Hari ini bulan Ramadhan sudah memasuki hari kedelapan, ga kerasa sudah satu minggu seluruh umat muslim di dunia melaksanakan salah satu rukun islam yaitu ibadah puasa di bulan Ramadhan. Usia gue sudah 29 tahun pada saat gue nulis ini, yang berarti gue sudah 29 kali melewati Ramadhan. Tentunya setiap tahun berganti selalu ada saja perubahan di setiap Ramadhan, contohnya pada Ramadhan tahun ini gue tinggal di kost-an sendiri setelah pada tahun lalu ada seorang teman sekantor yang tinggal satu kost-an dengan gue yang kini sudah resign karena satu dan lain hal, dan juga lokasi kost-an gue yang pindah dari kost-an sebelumnya dikarenakan tetangga-tetangga yang rewel soal kucing peliharaan gue yang katanya muntah dan buang kotoran sembarangan, padahal belum tentu juga yang melakukan itu kucing gue, bisa jadi kucing liar lain yang mampir kesitu. Anyway intinya gue yang mengalah untuk pergi dari kost-an. Bukan diusir sih, sebenernya masalah sudah selesai dengan gue menitipkan kucing-kucing gue di shelter hewan peliharaan, tapi gue ga nyaman aja kalo setiap hari harus ngeliat muka-muka mereka, jadi yaudah gue pindah aja.

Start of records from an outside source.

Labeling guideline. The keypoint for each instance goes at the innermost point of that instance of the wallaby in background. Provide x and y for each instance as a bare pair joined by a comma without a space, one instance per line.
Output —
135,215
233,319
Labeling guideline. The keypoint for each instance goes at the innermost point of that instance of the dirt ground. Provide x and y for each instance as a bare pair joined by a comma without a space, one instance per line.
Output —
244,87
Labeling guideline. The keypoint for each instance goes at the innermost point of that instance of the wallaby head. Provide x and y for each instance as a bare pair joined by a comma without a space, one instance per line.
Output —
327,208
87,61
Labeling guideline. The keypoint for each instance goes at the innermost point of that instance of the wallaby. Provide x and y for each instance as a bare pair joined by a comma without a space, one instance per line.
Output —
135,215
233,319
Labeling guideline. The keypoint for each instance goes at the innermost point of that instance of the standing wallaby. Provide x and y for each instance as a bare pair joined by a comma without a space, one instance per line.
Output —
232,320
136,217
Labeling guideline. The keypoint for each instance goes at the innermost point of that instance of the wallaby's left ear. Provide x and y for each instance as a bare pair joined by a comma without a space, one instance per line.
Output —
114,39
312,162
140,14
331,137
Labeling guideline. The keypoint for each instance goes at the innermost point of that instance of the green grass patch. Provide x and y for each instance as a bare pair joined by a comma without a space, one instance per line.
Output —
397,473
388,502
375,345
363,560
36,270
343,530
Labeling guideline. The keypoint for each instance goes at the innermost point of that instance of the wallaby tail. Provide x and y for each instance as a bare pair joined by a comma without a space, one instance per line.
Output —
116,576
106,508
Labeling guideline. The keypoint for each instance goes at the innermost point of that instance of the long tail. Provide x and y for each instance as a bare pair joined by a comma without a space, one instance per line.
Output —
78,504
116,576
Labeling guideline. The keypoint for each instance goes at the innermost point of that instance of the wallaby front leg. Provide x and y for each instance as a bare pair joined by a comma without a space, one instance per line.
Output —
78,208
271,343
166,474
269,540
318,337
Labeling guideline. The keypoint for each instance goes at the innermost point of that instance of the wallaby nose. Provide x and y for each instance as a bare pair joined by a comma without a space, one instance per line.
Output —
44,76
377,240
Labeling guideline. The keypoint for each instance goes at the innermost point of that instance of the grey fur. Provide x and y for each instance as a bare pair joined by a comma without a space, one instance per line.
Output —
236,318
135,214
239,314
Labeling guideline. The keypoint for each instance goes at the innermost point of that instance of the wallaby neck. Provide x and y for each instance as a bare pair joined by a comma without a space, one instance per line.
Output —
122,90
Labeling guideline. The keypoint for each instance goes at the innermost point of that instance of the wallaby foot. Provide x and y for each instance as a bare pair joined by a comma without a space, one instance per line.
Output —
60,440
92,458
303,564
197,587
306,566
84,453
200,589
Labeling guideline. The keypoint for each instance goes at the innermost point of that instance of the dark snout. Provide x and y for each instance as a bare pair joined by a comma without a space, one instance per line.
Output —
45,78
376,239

Perbedaan lainnya pada Ramadhan kali ini adalah gue mengalami penurunan semangat dari Ramadhan sebelumnya. Bukan cuma kali ini aja sih tapi beberapa tahun belakangan ini memang yang gue rasain semangat Ramadhan gue semakin lama semakin menipis, entah karena keimanan gue yang makin lembek atau karena ada faktor lain. Tapi kayanya emang keimanan gue aja sih yang semakin cemen lalu kemudian mencoba untuk mencari alasan lain. Hari-hari gue jalani dengan biasa, ga semangat untuk namatin Quran seperti pada Ramadhan sebelum-sebelumnya, pas hari pertama bulan Ramadhan juga gue biasa aja ga sebahagia orang-orang yang dijanjikan untuk masuk surga, pokoknya biasa aja dah. Gue jadi ada pertanyaan terkait dalil yang kurang lebih bunyinya “Siapa bergembira dengan masuknya bulan Ramadhan, Allah akan mengharamkan jasadnya masuk neraka”. Terus apakah orang kaya gue yang biasa aja dalam menyambut bulan Ramadhan apakah akan juga diharamkan jasadnya untuk masuk neraka? Tapi pada tahun-tahun sebelumnya gue sudah pernah loh berbahagia dalam menyambut Ramadhan, apakah “kebahagiaan” gue pada saat itu sudah bisa jadi “kartu bebas neraka” jadi untuk Ramadhan-ramadhan selanjutnya kalopun ga terlalu bahagia pun gapapa? Atau dalil itu berlaku hanya bila setiap Ramadhan kita menyambutnya dengan berbahagia? Ah ga tau juga gue.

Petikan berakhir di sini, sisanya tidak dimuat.